You need the Tech1 cartridge marked "Vauxhall/Opel 1987 - 1993" or later MSC version to communicate with the C25XE Motronic v2.8 ECU.
Tech2 superseded the Tech1/1a and is also capable of communicating with the Motronic 2.8
Both Tech1 and Tech2 are prohibitively expensive. When new this kit costs a dealer £2,500 - £5000. The now defunct Tech1/1a readers can occasionally be picked up for £200-£500. It is useless without the correct application cartridge and cable however.
There are some aftermarket readers like 'ScanTool' which can also provide some limited functionality. These are also pretty expensive and aimed at a wide selection of vehicles and manufacturers.
It is reasonable to expect that a PC based solution would also be capable of communicating and controlling the ECU. The standard serial port on a PC or laptop can be connected to the ALDL bus using a custom cable and hardware interface. The interface is required to convert standard PC serial com port I/O to a 5 volt bi-directional half duplex signal.
Andy Whittaker's ALDL 8192 Interface
This ALDL interface can be used to talk to the Motronic 2.8 ECU but this isn't much good unless you know the command and data frame formats
The data is in TTL (i.e. 5V), bi-directional (half-duplex) format and runs at 8192bps.
8 data bits, no parity bit, and 1 stop bit
Commands to the ECU are organised into groups of bytes called command frames. In response to certain command frames the ECU sends data frames. Analysing these data frames on a PC requires you to first know the data frame format. For the Motronic 2.8 this information is not publicly available.
EFIlive v4 can be used to send ECU commands and receive results (http://www.efilive.com/scan_4.html). They offer a freeware version of their professional ECU tool in the downloads section.
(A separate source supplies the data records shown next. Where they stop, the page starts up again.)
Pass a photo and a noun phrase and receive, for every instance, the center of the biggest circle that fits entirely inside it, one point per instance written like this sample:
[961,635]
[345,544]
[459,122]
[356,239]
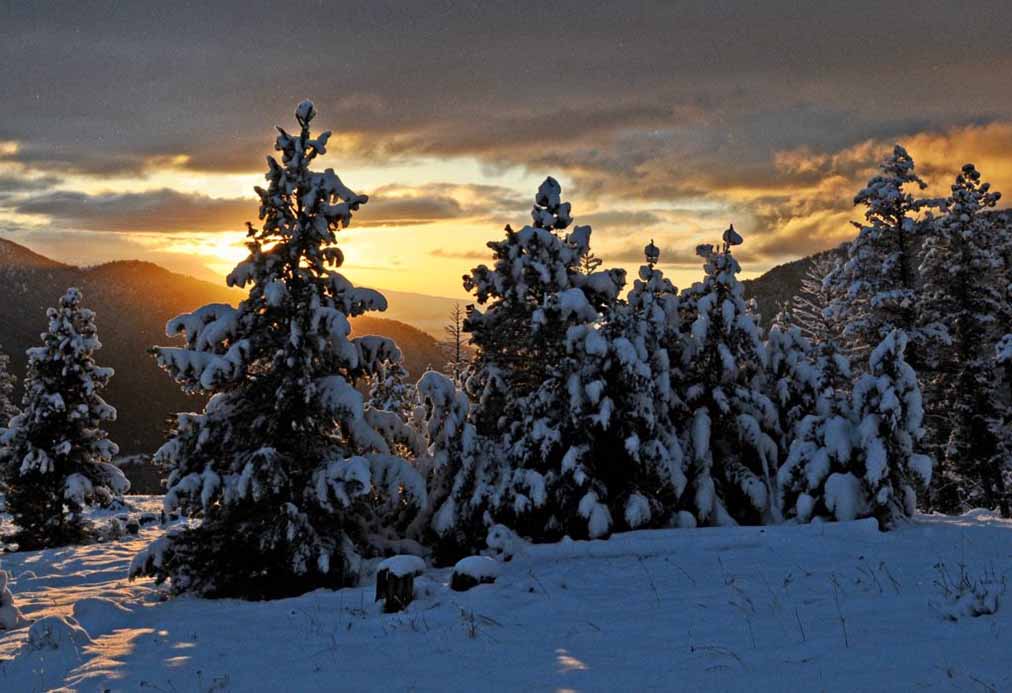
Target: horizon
[660,121]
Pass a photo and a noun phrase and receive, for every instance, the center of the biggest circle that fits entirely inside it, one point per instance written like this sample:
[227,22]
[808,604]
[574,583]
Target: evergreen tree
[456,362]
[859,458]
[390,390]
[54,455]
[515,344]
[964,306]
[823,441]
[812,308]
[460,475]
[731,444]
[8,410]
[876,286]
[289,483]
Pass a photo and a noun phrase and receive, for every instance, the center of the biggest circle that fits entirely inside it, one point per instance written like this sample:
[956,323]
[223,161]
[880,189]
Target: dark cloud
[158,210]
[394,205]
[473,255]
[102,86]
[769,112]
[12,186]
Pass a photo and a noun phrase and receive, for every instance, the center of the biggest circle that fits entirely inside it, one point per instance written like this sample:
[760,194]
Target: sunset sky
[138,131]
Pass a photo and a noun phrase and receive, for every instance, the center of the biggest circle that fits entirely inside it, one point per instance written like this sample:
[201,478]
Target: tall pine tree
[964,306]
[289,484]
[8,383]
[54,455]
[876,286]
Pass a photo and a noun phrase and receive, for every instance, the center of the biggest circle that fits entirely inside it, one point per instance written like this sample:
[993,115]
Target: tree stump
[396,582]
[396,591]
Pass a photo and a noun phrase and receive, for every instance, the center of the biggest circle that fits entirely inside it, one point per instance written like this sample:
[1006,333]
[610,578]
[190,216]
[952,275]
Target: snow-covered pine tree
[598,453]
[288,482]
[390,390]
[876,285]
[889,415]
[8,410]
[515,345]
[733,455]
[823,442]
[963,304]
[456,362]
[791,375]
[811,309]
[54,454]
[460,477]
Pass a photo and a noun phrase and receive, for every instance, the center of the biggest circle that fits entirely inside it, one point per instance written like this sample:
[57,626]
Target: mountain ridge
[133,300]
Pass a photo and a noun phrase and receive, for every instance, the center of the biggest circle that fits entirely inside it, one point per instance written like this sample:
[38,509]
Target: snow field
[825,607]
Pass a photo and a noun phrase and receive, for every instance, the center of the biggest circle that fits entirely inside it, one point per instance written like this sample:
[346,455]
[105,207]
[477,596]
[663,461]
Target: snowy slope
[832,607]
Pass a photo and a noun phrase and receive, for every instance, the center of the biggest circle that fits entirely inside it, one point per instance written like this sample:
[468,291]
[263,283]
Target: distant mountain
[133,301]
[778,285]
[430,314]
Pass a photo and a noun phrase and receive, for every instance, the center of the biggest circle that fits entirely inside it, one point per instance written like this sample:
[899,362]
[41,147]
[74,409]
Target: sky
[138,131]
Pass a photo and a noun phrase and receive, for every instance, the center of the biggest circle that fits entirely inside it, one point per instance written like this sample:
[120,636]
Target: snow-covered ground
[831,607]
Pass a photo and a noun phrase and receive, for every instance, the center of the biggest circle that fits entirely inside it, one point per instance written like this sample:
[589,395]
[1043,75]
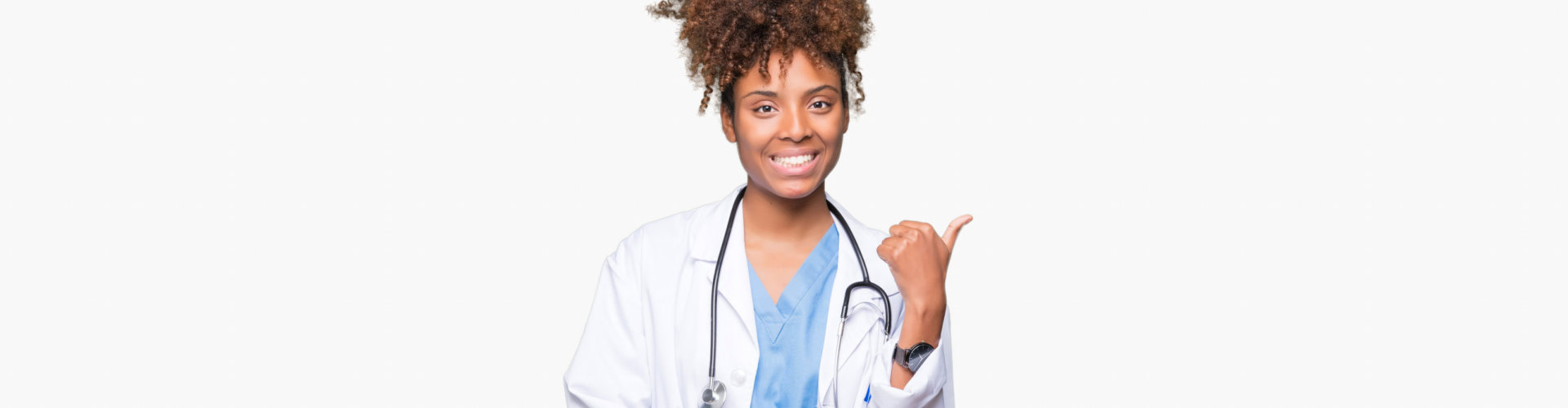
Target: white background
[407,203]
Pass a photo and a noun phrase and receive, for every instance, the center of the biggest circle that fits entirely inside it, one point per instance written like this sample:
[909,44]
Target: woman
[664,333]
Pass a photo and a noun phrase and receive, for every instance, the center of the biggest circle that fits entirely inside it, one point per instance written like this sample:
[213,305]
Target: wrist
[922,322]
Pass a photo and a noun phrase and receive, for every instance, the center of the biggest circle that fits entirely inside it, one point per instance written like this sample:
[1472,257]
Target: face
[787,129]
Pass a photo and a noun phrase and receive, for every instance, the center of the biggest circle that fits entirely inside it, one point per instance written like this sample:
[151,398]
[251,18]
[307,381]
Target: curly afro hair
[726,38]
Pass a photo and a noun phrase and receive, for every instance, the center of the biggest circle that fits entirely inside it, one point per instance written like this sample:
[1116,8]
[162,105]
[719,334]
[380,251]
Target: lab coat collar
[707,233]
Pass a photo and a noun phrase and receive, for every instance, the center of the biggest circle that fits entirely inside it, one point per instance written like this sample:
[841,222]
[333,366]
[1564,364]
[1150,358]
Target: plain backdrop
[342,203]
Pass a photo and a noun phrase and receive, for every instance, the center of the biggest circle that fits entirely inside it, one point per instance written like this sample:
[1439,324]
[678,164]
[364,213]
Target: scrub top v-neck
[789,333]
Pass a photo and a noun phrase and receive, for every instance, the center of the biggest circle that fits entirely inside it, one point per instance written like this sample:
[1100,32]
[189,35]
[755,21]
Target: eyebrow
[775,95]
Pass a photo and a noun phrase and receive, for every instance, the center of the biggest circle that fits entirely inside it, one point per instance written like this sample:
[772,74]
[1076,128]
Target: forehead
[804,73]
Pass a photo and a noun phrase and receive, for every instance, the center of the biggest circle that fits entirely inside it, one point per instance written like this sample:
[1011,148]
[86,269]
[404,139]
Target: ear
[726,120]
[845,127]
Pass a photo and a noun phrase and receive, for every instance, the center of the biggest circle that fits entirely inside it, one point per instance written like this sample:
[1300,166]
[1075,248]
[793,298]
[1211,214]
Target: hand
[920,263]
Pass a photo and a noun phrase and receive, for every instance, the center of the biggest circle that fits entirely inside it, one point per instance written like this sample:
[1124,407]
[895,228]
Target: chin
[794,188]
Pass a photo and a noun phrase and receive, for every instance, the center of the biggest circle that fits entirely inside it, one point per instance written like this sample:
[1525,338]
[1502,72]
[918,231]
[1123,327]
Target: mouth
[794,162]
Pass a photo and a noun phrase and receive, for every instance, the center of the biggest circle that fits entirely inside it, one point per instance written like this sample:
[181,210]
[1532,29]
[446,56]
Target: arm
[610,367]
[918,259]
[932,387]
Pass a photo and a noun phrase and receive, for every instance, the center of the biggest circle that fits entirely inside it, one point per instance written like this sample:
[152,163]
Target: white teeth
[794,161]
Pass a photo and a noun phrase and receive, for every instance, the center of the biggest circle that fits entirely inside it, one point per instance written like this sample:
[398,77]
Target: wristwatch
[911,358]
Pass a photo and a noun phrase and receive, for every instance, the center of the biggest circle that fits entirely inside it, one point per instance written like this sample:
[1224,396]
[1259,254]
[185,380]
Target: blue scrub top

Also try http://www.andywhittaker.com/ecu/download.htm for his FreeScan tool
Very little is known about the proprietary command and data frame structures used in the Bosch Motronic 2.8. Without this knowledge it may be possible to initiate communications with the ECU but impossible to control or make any sense of the returned data.
At this time there is no information available on the Motronic 2.8 frame structure and protocol.
The only way forward is to obtain this proprietary information from Opel/Vauxhall OR to reverse engineer the serial data comms by listening in on the Tech1 when it communicates with the ECU.
If anyone is able to provide more information on this subject please share it with the community and email me
SOME BACKGROUND AND RELATED INFORMATION:
8192 Baud Asynchronous Communications
from : http://www.geocities.com/MotorCity/Shop/9938/diagnostics/baud8192.htmlGeneral Description.
The 8192 GM data format is asynchronous serial data the same as your PC is capable of processing, The 8192 baud rate is non-standard, but you can set the PC to a close enough so that the PC will accommodate the error.The GM system is a master/slave system. Thus feature allows the vehicle to have multiple computers on line and avoids collisions between talker. E.G. main ECU, Traction Control ECU
The user must initiate a short message to inform the receiving device that information is being requested. This message must conform to a specific format, describing the requested information as a block.To Establish diagnostic communications between a P6 or P66 ECM or PCM and an outside computer do the following:
- Mode 0 request, this clears any other communications such as the body computer, (dash board) , ABS brakes Etc.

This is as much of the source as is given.